The Q of the oscillator can be increased, and the selectivity characteristics and desensitization characteristics can be improved. Thereby, reception noise can be greatly reduced.

Furthermore, the method of the present invention is suitable for a digital system, and can be integrated into an integrated circuit to make the device smaller and more stable. As a result, complicated and man-hour-intensive adjustments related to automatic frequency control during manufacturing and maintenance can be performed in a cylindrical manner.

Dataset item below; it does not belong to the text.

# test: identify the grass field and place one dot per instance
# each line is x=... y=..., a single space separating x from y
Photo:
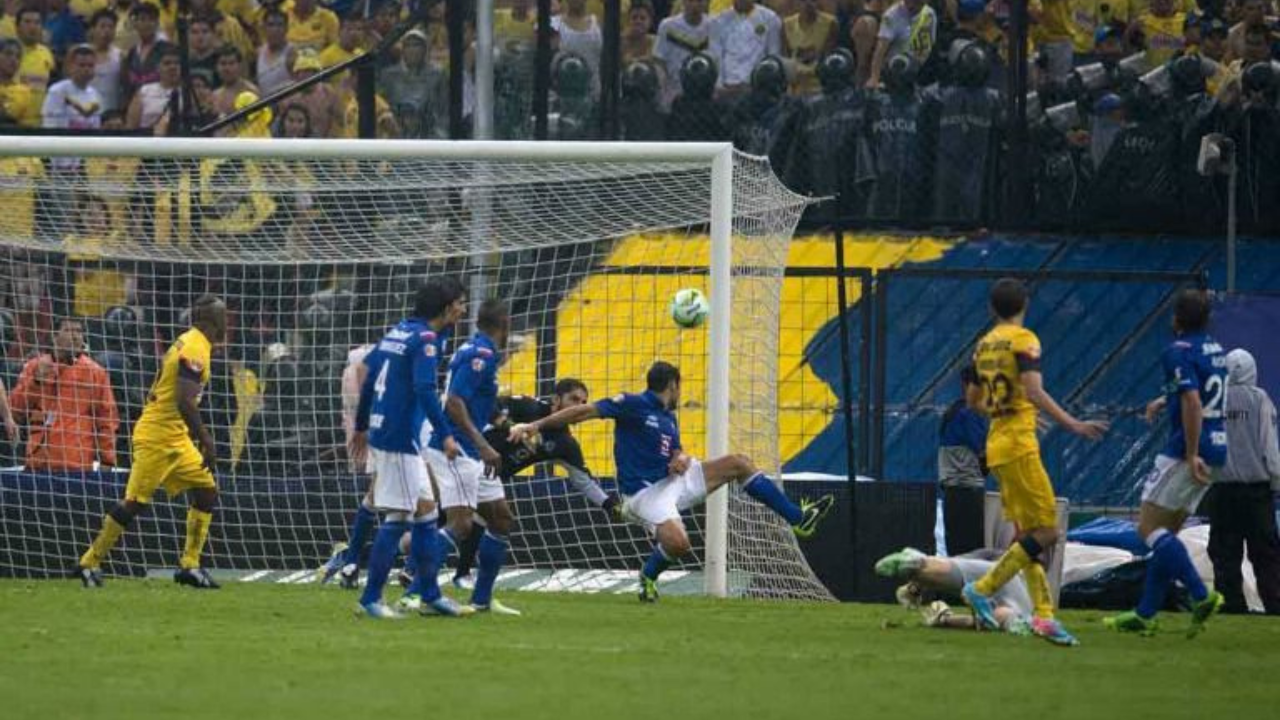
x=146 y=648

[Brief Description of the Drawings] Fig. 1 is a schematic diagram of a conventional system. Figure 2 is a configuration diagram of the embodiment system of the present invention. In addition, in order to avoid complicating the drawing, FIG. 2 shows the configuration for only one transmission direction. FIG. S is a diagram showing an example of a configuration of a modulator using an analog system. FIG. 4 is a diagram showing an example of a configuration of a modulator using a digital system. Patent applicant: Nippon Telegraph and Telephone Public Corporation - Agent: Patent attorney Naotaka Ide', No. 112
I Tail 2 figure

Claims (3)

[Claims] (1) In the automatic frequency control system of two wireless communication devices Q that mutually communicate digital frequency modulated signals, at least one device K of the wireless communication devices is based on the reference frequency of the carrier wave frequency in the intermediate frequency stage of the received signal. and means for transmitting information on this error to the other wireless communication device, further comprising means for receiving and demodulating the information sound of the error in the other wireless communication device. The transmission (I! signal modulator) of the other wireless communication device inputs the error information obtained from the reception and demodulation means together with the transmission signal, and outputs the transmission signal by an amount corresponding to the error information. An automatic frequency control method that is configured to change the carrier wave frequency. (2) The means for transmitting all the error information is configured to transmit the error information as a digital signal, and calculates the error information from the means for receiving and demodulating the error signal to the transmitting signal modulator. Claims comprising circuit means including a microprocessor for processing v! A@ (Automatic frequency control method described in Section 11. (3) A waveform generation circuit in which the transmission signal modulator outputs instantaneous frequency shift data of a modified sea bream wave corresponding to a digital signal given from the transmission signal human input, and a circuit including the output of this waveform generation circuit and a miter 9 processor. a digital addition circuit that adds up the error O information given from the means; an integration circuit that integrates the output of this addition circuit at a predetermined period; and a cosine signal and a sine signal t according to the output of this integration circuit.
A complex envelope generation circuit that outputs an analog signal, and jIil#I as the output 1r complex envelope input of this circuit.
The automatic frequency control system according to claim (2), comprising a modulated wave cross-modulation circuit that generates an L number modulated wave.